Gilbert Achcar
L’ex-conseiller à la sécurité nationale de Jimmy Carter résumait ainsi, dans le style machiavélien qui lui est propre, la politique que son homologue républicain, Henry Kissinger, avait conçue et mise en œuvre de façon audacieuse en convaincant l’anticommuniste par excellence qu’était Richard Nixon d’effectuer un tournant à 180 degrés dans l’attitude des États-Unis à l’égard de la République populaire de Chine.
Durant les deux dernières décennies de la Guerre froide, les États-Unis établirent une coopération étroite avec la Chine contre l’URSS, au point de lui vendre des armes lorsque les tensions sino-soviétiques atteignirent leur paroxysme au moment de l’affrontement entre la Chine et le Vietnam à la fin des années 1970 – ce qui est aujourd’hui difficile à imaginer.
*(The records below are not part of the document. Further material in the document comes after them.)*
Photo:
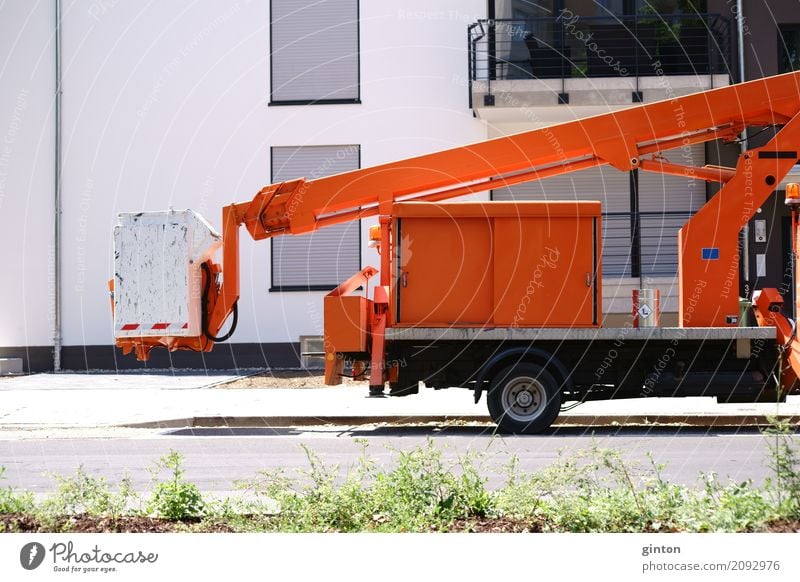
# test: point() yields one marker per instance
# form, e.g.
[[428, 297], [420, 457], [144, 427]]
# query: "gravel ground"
[[284, 379]]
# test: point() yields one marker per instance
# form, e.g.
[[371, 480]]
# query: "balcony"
[[598, 62]]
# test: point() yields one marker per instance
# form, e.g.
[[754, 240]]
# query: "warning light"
[[793, 193]]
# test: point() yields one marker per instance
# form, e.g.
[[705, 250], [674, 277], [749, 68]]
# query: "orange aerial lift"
[[503, 297]]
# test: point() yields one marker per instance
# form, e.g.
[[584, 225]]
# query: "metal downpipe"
[[57, 203]]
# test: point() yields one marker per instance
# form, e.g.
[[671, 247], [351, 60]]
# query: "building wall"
[[27, 88], [166, 105]]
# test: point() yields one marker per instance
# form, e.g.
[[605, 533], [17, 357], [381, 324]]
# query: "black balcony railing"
[[629, 46]]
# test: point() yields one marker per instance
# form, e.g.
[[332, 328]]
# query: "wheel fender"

La « triangulation » des relations des États-Unis avec la Chine et l’URSS fut une brillante manœuvre stratégique, qui aida Washington à surmonter l’adversité créée par sa débâcle vietnamienne. Et pourtant, depuis la fin de la Guerre froide, en commençant par l’administration de Bill Clinton, Washington a contrevenu au troisième impératif de Brzezinski en aliénant Pékin, le poussant ainsi à collaborer avec Moscou. C’est autour de Taiwan que Washington fit en 1996 une démonstration navale que l’ex-correspondant en chef du New York Times, Patrick Tyler, qualifia dans un ouvrage sur la politique chinoise des États-Unis, paru en 1999, de « premier acte de coercition américaine contre la Chine depuis 1958 ».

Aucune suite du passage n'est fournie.